Arrestation / évasion / déportation
André Boyer est arrêté le 8 décembre 1943 par la Gestapo avec André Clavé lors d’un rendez-vous à Paris. Torturé, il ne parle pas et protège ainsi son réseau. Il est interné à Fresnes, transféré à Compiègne le 2 mai 1944, puis déporté à Buchenwald le 12 mai. Le 8 juin 1944, il est envoyé à Dora ; affecté à l’infirmerie, il participe à la résistance intérieure du camp. Repéré, il est transféré le 3 novembre 1944 à la prison de Nordhausen.
Lors du bombardement allié de la nuit du 3 au 4 avril 1945, il tente de s’évader avec Jacques Poupault et Jacques Brunschwig-Bordier, mais il est tué par l’éclatement d’une bombe après avoir franchi les murs. Son corps n’est pas retrouvé.
Camarades de combat
Les sources consultées permettent de citer notamment Pierre Fourcaud, Boris Fourcaud, Gaston Defferre, André Clavé, Pierre Sudreau, Jacques Poupault et Jacques Brunschwig-Bordier. Ces noms apparaissent dans la documentation institutionnelle consultée sur son parcours.
Retour à la vie civile
Sans objet. André Boyer meurt en déportation en avril 1945.
Décorations
- Compagnon de la Libération à titre posthume. Décret du 20 janvier 1946, Journal officiel non retrouvé directement dans cette recherche ; information donnée par Wikipédia et confirmée par l’Ordre de la Libération.
- Médaille de la Résistance française avec rosette à titre posthume . Décret du 14 juin 1946, JO 11 juillet 1946 source ordre de la Libération.
- Croix de guerre 1939-1945 avec deux palmes. Décret non retrouvé dans cette recherche ; décoration mentionnée par Wikipédia et cohérente avec sa citation de 1940.
- Chevalier de la Légion d’honneur. Décret non retrouvé dans cette recherche ; décoration mentionnée par Wikipédia et l’Ordre de la Libération.

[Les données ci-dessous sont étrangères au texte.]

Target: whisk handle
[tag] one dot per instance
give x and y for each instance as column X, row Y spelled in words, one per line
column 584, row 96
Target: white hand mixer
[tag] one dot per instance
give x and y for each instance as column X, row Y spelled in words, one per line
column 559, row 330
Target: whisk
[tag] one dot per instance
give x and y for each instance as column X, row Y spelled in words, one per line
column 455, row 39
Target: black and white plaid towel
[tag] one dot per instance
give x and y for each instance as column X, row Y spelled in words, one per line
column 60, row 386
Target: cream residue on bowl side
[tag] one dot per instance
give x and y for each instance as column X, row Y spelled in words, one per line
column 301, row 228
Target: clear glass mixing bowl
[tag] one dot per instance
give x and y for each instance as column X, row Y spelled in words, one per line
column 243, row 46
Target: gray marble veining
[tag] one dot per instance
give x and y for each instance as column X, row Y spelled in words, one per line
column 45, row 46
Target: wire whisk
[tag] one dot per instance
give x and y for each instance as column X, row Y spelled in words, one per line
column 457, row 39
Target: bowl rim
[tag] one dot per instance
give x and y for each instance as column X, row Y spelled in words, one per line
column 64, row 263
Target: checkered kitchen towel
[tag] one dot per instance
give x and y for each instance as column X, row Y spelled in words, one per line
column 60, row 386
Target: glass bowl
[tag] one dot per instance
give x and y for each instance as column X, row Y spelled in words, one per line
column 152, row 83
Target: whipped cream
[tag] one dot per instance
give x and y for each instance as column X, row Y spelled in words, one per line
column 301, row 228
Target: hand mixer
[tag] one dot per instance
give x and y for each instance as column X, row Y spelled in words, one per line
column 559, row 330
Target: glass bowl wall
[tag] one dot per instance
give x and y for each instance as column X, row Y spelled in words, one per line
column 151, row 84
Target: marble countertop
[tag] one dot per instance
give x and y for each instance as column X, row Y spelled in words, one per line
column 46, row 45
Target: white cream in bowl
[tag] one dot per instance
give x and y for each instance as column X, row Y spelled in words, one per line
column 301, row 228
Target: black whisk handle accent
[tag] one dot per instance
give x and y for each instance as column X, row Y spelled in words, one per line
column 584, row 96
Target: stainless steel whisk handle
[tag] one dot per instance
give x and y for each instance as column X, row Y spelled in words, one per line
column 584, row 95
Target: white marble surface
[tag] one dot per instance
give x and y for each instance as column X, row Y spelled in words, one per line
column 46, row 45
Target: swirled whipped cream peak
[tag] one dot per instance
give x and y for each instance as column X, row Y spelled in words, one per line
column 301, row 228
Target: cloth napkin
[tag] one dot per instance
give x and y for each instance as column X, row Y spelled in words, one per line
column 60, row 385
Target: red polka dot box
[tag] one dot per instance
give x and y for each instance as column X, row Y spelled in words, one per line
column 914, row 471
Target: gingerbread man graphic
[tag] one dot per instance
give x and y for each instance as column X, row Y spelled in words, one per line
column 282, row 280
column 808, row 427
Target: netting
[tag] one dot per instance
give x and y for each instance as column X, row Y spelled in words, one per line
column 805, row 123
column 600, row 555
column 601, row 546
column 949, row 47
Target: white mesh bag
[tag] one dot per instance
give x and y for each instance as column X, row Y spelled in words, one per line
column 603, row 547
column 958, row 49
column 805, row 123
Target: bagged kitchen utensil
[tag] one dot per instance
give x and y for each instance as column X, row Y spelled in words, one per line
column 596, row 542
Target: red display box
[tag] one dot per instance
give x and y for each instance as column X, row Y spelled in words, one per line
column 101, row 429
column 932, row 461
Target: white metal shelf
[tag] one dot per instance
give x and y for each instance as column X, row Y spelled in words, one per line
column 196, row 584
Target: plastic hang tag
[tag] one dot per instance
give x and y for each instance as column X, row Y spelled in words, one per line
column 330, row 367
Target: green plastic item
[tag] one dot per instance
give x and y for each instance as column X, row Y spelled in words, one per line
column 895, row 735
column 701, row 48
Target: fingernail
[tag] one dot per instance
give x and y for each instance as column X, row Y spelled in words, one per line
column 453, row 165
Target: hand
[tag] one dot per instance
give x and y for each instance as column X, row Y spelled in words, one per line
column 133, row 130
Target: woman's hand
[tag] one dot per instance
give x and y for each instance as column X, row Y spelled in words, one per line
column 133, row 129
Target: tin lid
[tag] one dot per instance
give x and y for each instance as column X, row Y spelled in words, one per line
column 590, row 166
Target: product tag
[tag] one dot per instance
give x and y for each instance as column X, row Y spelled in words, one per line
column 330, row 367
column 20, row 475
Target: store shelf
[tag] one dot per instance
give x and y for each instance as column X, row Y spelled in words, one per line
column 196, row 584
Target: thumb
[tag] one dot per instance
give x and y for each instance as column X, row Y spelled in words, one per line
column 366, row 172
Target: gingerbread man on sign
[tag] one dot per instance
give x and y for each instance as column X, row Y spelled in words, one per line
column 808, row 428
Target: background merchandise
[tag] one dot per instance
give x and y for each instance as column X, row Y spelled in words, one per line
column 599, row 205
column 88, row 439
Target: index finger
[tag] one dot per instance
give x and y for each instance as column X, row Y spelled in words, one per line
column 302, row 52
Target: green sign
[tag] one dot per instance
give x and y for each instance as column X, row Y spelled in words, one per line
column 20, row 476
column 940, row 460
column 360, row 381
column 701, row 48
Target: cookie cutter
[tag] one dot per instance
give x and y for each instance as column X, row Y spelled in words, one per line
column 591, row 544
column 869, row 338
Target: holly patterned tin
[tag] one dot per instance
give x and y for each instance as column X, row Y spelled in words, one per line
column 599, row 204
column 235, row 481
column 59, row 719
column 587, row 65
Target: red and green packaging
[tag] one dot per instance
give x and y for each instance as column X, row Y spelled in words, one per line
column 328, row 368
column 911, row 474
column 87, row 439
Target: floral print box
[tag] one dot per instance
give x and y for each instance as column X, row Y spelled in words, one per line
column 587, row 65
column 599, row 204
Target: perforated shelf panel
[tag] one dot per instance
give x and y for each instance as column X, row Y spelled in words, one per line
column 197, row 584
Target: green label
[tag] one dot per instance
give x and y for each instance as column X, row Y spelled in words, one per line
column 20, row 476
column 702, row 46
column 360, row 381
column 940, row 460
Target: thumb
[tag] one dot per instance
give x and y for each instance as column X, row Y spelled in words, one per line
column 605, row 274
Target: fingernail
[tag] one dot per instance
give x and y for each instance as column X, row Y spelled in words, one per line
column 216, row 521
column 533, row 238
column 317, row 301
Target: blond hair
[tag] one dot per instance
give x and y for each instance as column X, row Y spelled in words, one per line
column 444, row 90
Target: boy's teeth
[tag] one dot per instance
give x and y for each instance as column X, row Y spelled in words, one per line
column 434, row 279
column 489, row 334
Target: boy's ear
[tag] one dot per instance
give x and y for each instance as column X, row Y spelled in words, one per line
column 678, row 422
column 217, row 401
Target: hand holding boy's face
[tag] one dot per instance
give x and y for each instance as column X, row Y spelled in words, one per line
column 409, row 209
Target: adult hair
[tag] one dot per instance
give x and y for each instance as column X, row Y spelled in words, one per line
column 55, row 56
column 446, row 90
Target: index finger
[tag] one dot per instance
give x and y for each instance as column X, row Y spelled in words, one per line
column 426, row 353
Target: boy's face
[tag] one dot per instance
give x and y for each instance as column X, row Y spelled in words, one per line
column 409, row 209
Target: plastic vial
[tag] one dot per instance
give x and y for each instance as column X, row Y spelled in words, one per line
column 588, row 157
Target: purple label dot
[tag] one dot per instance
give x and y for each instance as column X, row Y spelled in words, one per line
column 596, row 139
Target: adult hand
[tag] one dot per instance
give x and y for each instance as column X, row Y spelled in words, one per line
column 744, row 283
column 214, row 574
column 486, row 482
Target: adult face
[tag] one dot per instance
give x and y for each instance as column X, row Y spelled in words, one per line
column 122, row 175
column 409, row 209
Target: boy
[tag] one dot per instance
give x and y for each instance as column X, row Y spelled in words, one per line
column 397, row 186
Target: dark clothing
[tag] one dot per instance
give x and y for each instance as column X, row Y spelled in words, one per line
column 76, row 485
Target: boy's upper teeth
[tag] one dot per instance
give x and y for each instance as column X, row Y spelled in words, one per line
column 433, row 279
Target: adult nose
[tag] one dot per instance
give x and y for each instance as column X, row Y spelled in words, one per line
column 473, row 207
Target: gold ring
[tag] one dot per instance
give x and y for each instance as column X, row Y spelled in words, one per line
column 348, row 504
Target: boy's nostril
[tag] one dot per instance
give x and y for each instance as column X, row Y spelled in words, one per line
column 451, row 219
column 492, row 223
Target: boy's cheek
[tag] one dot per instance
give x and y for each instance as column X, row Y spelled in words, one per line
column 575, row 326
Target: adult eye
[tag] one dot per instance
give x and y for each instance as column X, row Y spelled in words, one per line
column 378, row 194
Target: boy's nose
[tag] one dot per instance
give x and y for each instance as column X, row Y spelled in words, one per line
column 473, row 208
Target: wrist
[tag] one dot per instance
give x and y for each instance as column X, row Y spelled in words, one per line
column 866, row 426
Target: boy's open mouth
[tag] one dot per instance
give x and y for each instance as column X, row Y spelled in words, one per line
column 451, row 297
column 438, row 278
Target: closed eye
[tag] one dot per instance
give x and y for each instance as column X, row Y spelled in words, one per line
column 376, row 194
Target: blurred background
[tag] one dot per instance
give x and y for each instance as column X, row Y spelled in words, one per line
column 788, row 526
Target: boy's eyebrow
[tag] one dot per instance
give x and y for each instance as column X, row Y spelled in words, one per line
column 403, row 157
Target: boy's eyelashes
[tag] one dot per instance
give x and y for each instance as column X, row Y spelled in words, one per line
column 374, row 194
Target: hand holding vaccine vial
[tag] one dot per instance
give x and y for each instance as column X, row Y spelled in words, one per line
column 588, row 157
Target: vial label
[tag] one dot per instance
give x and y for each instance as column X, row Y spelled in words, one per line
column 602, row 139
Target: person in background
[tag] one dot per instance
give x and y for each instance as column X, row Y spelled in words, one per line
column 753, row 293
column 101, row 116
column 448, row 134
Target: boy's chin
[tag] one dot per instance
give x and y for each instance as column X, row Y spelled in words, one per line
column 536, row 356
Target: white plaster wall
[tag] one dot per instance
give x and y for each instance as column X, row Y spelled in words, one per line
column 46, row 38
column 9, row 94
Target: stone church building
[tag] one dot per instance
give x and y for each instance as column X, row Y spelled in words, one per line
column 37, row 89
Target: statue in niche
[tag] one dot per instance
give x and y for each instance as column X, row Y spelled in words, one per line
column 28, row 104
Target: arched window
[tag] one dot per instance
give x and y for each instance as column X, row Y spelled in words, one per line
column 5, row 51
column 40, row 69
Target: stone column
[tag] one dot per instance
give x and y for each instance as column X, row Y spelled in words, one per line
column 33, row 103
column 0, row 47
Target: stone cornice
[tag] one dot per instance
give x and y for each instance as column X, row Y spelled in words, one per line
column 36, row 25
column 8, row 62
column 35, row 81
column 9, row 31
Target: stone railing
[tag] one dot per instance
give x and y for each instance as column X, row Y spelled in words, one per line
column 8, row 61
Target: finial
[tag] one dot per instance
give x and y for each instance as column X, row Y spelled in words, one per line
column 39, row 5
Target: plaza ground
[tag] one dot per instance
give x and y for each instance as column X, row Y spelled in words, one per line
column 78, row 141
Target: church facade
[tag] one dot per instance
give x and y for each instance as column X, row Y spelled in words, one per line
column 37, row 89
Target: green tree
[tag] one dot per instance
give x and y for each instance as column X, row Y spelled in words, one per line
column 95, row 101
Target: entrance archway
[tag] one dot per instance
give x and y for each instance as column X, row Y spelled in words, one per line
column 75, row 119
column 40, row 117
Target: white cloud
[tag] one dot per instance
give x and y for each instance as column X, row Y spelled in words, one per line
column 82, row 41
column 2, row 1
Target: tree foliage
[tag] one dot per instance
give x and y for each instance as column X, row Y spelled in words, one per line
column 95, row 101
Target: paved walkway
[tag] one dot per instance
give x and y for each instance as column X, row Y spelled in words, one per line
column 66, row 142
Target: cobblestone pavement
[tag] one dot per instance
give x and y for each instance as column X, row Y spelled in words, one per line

- Côte du dossier : 1O8711
Lieux de mémoire
Les sources consultées n’ont pas permis, dans cette recherche, de dresser un relevé sûr et limité de lieux de mémoire civils ou urbains portant son nom. En revanche, sa présence est attestée dans les corpus mémoriels de l’Ordre de la Libération et du Musée de la Résistance en ligne.
Références bibliographiques
Jean Moulin, 17 juin 1940-21 juin 1943 : esquisse d’une nouvelle histoire de la Résistance, Jacques Baynac. Cet ouvrage est cité par Wikipédia pour le contexte politique de l’action d’André Boyer, notamment ses rapports avec Pierre Fourcaud, le Comité d’action socialiste et la genèse de l’idée d’un conseil national de la Résistance.
Les compagnons de l’ombre : les services spéciaux français face à l’histoire, 1940-1945, Vladimir Trouplin, Marion Mathey-Defosse et Jean-Louis Perquin. Ouvrage cité par Wikipédia pour le parcours personnel d’André Boyer et son environnement au sein des services spéciaux français et de la Résistance intérieure.
Références internet
Ordre de la Libération. Notice biographique institutionnelle très détaillée sur André Boyer, source principale pour son parcours de résistant, ses missions, son arrestation, sa déportation et sa mort. https://www.ordredelaliberation.fr/fr/compagnons/andre-boyer
Musée de la Résistance en ligne. Notice iconographique contextualisée, très utile pour l’état civil, la formation, le rôle au sein de Brutus et la chronologie générale de ses actions. https://museedelaresistanceenligne.org/media6016-Andr-Boyer
Wikipédia. Notice détaillée sur André Boyer, utilisée ici en complément pour les décorations et certains éléments biographiques, en recoupement avec les sources institutionnelles. https://fr.wikipedia.org/wiki/André_Boyer_(résistant)
Observations
Les décorations sont connues, mais les textes de décrets n’ont pas été directement retrouvés ici, sauf la certitude institutionnelle de son statut de Compagnon de la Libération.
Sources consultées le 10 avril 2026
Ordre de la Libération, notice « André Boyer » : source principale pour la chronologie, les pseudonymes, les réseaux, l’arrestation, la déportation et les camarades.
Musée de la Résistance en ligne, média « André Boyer » : état civil, formation, profession, photographie et synthèse du parcours résistant.
Wikipédia, notice « André Boyer (résistant) » : compléments biographiques et décorations.